Whip Wilson

First Appearance (in a Marvel comic): Whip Wilson #9 (April 1950).
Appearances: Whip Wilson #9-11.
Years Active: 1870s?

Whip Wilson was a heroic gunfightin' cowboy ("a man whose fame had spread the length and breadth of the West") who roamed the Old West with his "wonder horse" Bullet.

Based on the character of an actor (like Reno Browne) in various Monogram westerns rather than on a real person (like Annie Oakley or Wyatt Earp), Whip Wilson's comic adventures were on the more serious side; perhaps because he was a man, Whip Wilson was written by Marvel as something much closer to their normal cowboy characters, like the Rawhide Kid, rather than being a figure to appear in comedic stories, like Annie Oakley and Arizona Annie. Whip Wilson, in the comics, works for "Governor Christy," wandering the West and cleaning up whatever towns he's sent to. He is the "man with the magic whip," and is very good with it. Of course, he's very good with his guns, too, but his ten-foot rawhide whip is his signature weapon, and he's faster on the draw with it than other men, even good shootists, are with their guns. He can snatch guns out of hands and holsters in a draw, catch thrown knives in mid-air with his whip, and even use his whip to throw the knives that he catches with his whip.

Wilson is also (of course) friends with the Native Americans, being particularly close to "Chief Gray Eagle." (I'm forced to wonder if there's a possible link in continuity between Whip Wilson and the Red Warrior, whose father was "Grey Eagle.") Like one or two other Western heroes, Whip, though good-natured, had a bit of an edge to him, and when a white man makes a practice of murdering Native Americans, especially those of the "Serrano" tribe, Whip, after capturing the murderer, turns him over to the Serranos, rather than handing him in to the white authorities.

In his spare time Whip is the featured performer in the "Whip Wilson Wild West Show," in which he performs various tricks with his whip to raise money for charities, such as the "Mexican-American border hospital." (Such good feeling towards Mexicans was, as you might imagine, quite rare in the real West, but not, I guess, on Earth-Marvel.)
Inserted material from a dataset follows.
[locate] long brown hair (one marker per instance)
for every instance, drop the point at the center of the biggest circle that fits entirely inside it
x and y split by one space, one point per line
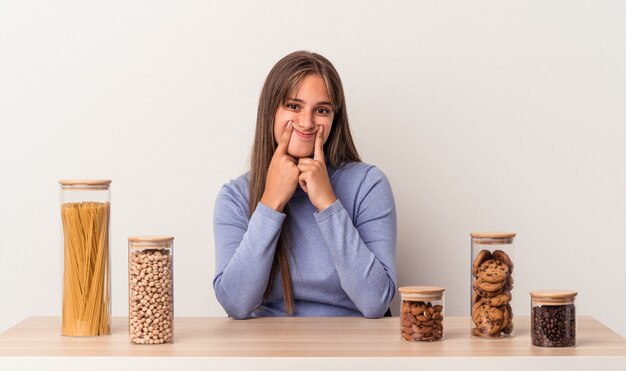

Whip has no origin that I ever found, although he alludes to having been taught how to use his whip by a Mexican. He was evidently a crimefighter from an early age, capturing some notorious rustlers in Texas at age 19. It was then that he met Bullet, who was a wild stallion; Bullet's breaking took hours, but when finally tamed he was the steed of Whip's dreams. Whip also, interestingly, encountered villains the likes of which were usually reserved, in Atlas comics, for the Kid Colts and Rawhide Kids, rather than third-tier characters (albeit ones with media tie-ins) like himself. Whip clashed with The Hypnotist, whose hypnotic powers gave him a significant advantage over his opponents, and with Dr. Morrow, who produced enormous, monstrous animals, crosses between horses and bulls and other, less easily identified hybrids. Finally, Whip is not above executing killers himself, rather than waiting for the law to do it.